Your goal is to draw a trace for each antenna point that starts at the feed point, ends at the antenna point and does not intersect other traces.

The distance of these traces must also be equal for all antenna points.

# Our Solution

Since we intuitively classify this problem as NP-Complete, we resort to iterative deepening depth-first search for solving it.

In our algorithm, we choose to "grow" the traces from antenna points, which means that all the traces simultaneously start from their respective antenna point and go one step further one by one.

This strategy forces that all the traces will be equal length with each other, thus many unnecessary states are avoided.

And if one trace encounters with another trace before reaching the feed point, we can simply merge them into one to eschew intersection.

More specifically, in order to record the current state, we use:

- Nine bool variables for each point: one for the point and 8 for adjacent edges;
- One pair < int, int > (one for 1 and the other for sqrt 2) variable for each point to store the distance from this point to the corresponding antenna point if it has been covered by a trace;
- Current "growing" point for each trace;
- Which trace’s turn is it to grow in this iteration;
- The final distance, if one of the traces has reached the feed point;

And we also use a set of pruning tricks to accelerate the algorithm.
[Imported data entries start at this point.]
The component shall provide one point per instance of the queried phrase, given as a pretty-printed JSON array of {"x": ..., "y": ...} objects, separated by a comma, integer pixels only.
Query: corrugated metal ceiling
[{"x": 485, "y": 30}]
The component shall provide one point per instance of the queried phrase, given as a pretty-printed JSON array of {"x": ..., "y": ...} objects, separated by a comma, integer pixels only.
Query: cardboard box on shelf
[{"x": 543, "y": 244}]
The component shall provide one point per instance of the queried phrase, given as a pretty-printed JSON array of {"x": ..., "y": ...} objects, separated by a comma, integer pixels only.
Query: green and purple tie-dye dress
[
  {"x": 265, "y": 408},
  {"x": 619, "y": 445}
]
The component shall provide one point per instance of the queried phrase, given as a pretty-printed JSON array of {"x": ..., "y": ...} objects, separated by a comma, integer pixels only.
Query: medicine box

- Iterative deepening on length of each path;
- Limit the depth of dfs to be at most 30. (This ought to have been another iterative deepening argument, but we hard code it with an empirical number for simplifying the code);
- Preprocess the minimal distance from each point to the feed point and combine this information with iterative deepening threshold for further pruning;
- If one of the trace has already reached the feed point, use the distance for pruning.

Here is another tip:

The intersections will not only happen at points but also in small squares, you may need to double check this.

# Code

#include <stdio.h>
#include <stdlib.h>
#include <map>
#include <set>
#include <vector>
#include <queue>
#include <string.h>
using namespace std;
typedef unsigned long long llu;
#define MAX 100
#define mp make_pair
#define pb push_back
bool Null[MAX][MAX], Null2[MAX][MAX];
int XY[MAX][MAX];
int N, M, eN, fX, fY, P, UP;
int dy[] = {1, 0, -1, 1, -1, 1, 0, -1};
int dx[] = {1, 1, 1, 0, 0, -1, -1, -1};
int verse[] = {8, 7, 6, 5, 4, 3, 2 , 1};
set<vector<bool> > S;
pair<int, int> dp[] = {
mp(0, 1),
mp(1, 0),
mp(0, 1),
mp(1, 0),
mp(1, 0),
mp(0, 1),
mp(1, 0),
mp(0, 1)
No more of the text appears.